The dinner for two cost him the price of the new shirt, which he thought was not outrageous. They had dessert and coffee, and then some of the smaller stores were closing up for the day.

“OK, home,” he said. “And we play it real cautious from here.”

They walked through the department store, through the displays in reverse, first the pastel summer cottons and then the fierce smell of the cosmetics. He stopped her inside the brass-and-glass doors and scanned ahead out in the garage, where the air was warm and damp. A million-to-one possibility, but worth taking into account. Nobody there, just people hustling back to their cars with bulging bags. They walked together to the Bravada and she slid into the driver’s seat. He got in beside her.

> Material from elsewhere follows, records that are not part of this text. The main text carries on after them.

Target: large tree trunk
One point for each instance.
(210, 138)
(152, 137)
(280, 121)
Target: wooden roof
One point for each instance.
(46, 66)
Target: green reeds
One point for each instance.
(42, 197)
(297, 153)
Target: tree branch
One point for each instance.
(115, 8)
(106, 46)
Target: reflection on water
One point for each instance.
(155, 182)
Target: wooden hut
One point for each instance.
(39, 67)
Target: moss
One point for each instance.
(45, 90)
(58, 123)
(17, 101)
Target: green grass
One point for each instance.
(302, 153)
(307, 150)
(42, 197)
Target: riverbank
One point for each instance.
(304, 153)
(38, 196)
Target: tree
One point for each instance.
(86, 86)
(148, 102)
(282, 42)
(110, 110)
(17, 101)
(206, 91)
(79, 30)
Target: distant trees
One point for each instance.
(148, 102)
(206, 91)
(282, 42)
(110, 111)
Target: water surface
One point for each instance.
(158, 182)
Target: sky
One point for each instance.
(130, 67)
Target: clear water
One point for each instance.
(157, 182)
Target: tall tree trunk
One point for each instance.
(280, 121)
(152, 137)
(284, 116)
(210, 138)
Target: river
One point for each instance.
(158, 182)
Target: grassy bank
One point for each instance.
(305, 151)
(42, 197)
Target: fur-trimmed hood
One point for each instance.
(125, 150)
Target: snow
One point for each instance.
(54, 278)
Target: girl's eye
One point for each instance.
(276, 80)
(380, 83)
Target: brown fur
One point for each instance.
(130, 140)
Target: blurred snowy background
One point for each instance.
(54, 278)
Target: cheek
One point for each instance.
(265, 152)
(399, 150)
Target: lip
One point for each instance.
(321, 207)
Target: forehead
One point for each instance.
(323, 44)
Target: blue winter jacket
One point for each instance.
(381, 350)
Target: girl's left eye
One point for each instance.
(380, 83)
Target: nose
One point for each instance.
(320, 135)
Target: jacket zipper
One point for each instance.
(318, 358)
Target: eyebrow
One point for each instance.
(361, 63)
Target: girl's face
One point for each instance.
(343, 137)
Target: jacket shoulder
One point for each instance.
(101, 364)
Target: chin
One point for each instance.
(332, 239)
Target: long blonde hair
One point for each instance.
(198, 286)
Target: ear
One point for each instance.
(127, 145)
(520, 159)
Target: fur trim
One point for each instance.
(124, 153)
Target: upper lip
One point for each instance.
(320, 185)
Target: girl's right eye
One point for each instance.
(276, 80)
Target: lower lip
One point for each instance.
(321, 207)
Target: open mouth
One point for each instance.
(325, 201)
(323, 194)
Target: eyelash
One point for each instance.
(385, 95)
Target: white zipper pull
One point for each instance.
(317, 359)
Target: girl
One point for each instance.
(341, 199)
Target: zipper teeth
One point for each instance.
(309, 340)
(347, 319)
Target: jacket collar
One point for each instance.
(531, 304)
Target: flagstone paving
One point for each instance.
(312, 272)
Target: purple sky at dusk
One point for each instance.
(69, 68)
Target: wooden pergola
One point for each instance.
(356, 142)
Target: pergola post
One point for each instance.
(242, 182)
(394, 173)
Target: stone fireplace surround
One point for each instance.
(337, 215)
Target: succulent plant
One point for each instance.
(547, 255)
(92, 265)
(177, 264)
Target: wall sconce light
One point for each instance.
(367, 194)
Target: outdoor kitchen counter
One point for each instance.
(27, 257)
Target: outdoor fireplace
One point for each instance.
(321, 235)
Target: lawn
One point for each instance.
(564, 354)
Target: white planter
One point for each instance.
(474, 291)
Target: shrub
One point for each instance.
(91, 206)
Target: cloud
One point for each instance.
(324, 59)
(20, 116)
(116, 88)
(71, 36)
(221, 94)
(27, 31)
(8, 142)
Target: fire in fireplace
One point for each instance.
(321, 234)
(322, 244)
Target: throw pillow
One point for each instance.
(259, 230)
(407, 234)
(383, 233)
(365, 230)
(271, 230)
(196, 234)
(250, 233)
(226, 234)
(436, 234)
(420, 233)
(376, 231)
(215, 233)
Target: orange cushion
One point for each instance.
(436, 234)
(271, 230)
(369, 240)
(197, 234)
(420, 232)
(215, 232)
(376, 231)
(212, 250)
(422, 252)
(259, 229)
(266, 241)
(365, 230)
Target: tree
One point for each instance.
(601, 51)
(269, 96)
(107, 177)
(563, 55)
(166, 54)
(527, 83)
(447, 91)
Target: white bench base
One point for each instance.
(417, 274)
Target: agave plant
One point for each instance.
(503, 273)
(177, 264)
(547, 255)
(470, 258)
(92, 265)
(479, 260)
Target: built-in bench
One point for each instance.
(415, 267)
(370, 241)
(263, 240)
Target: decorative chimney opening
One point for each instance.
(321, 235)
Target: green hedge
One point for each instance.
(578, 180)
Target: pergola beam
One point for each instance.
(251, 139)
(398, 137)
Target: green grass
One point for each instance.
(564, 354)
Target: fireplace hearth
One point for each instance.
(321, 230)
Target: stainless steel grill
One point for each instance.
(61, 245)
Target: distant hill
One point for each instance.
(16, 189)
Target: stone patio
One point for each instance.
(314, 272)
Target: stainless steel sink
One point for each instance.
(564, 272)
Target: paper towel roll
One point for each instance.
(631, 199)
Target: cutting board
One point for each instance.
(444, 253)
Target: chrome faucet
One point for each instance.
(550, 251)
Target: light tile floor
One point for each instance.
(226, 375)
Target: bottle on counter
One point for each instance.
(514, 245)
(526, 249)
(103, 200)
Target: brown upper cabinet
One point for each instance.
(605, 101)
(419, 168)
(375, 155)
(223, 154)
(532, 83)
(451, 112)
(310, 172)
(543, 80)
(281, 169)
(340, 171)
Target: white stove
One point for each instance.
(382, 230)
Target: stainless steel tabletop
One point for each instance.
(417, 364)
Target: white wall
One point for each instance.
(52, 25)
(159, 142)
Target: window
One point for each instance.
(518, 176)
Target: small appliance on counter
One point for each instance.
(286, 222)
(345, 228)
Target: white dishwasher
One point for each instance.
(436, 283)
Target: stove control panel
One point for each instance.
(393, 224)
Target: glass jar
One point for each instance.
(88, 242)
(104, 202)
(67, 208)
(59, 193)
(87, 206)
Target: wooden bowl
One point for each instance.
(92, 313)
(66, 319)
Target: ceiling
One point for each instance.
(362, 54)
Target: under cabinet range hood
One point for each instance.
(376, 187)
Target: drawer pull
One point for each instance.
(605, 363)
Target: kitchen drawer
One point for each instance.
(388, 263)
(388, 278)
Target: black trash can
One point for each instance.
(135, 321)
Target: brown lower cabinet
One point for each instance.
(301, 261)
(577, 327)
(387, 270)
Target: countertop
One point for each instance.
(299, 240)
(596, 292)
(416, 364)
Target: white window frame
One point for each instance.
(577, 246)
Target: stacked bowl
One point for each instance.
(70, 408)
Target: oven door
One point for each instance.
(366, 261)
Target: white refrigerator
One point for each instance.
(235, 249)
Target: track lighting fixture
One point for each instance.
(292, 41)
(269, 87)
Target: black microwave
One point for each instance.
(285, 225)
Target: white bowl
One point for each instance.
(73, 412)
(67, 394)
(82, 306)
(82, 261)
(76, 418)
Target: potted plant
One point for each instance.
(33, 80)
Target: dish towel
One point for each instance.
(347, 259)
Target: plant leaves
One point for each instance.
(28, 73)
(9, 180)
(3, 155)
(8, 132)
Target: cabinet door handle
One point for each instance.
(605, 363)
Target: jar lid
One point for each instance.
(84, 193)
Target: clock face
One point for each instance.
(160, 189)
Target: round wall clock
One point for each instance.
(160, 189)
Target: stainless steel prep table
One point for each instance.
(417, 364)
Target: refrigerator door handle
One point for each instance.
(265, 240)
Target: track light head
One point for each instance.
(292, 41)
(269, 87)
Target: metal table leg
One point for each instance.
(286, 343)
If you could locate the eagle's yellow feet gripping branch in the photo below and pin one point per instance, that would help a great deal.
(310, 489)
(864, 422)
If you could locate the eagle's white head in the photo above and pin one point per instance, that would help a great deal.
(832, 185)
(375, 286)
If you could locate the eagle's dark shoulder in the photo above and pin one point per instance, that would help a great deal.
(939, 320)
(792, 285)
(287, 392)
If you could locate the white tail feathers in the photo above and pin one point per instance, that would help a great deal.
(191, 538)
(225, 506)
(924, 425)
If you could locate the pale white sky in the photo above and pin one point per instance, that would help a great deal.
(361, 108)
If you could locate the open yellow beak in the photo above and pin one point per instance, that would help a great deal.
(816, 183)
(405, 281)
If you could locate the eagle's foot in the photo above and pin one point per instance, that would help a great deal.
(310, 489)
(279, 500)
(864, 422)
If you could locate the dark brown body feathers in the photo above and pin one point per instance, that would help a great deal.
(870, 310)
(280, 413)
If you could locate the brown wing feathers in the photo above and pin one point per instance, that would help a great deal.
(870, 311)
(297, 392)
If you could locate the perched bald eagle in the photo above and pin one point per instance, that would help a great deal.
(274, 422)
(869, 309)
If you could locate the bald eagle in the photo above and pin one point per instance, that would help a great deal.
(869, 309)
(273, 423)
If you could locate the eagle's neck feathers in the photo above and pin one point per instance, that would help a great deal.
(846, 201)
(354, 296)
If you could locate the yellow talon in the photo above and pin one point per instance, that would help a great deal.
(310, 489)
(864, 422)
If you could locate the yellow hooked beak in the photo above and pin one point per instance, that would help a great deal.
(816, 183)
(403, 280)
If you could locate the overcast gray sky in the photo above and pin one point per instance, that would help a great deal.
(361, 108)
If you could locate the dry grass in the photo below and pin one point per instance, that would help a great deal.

“Which way would you normally go?”

“From here? FDR Drive, I guess.”

“OK,” he said. “Head out for LaGuardia, and we’ll come in down through Brooklyn. Over the Brooklyn Bridge.”

She looked at him. “You sure? You want to do the tourist thing, there are better places to go than the Bronx and Brooklyn.”

“First rule,” he said. “Predictability is unsafe. If you’ve got a route you’d normally take, today we take a different one.”

“You serious?”

“You bet your ass. I used to do VIP protection for a living.”

“I’m a VIP now?”

“You bet your ass,” he said again.

AN HOUR LATER it was dark, which is the best condition for using the Brooklyn Bridge. Reacher felt like a tourist as they swooped around the ramp and up over the hump of the span and lower Manhattan was suddenly there in front of them with a billion bright lights everywhere. One of the world’s great sights, he thought, and he had inspected most of the competition.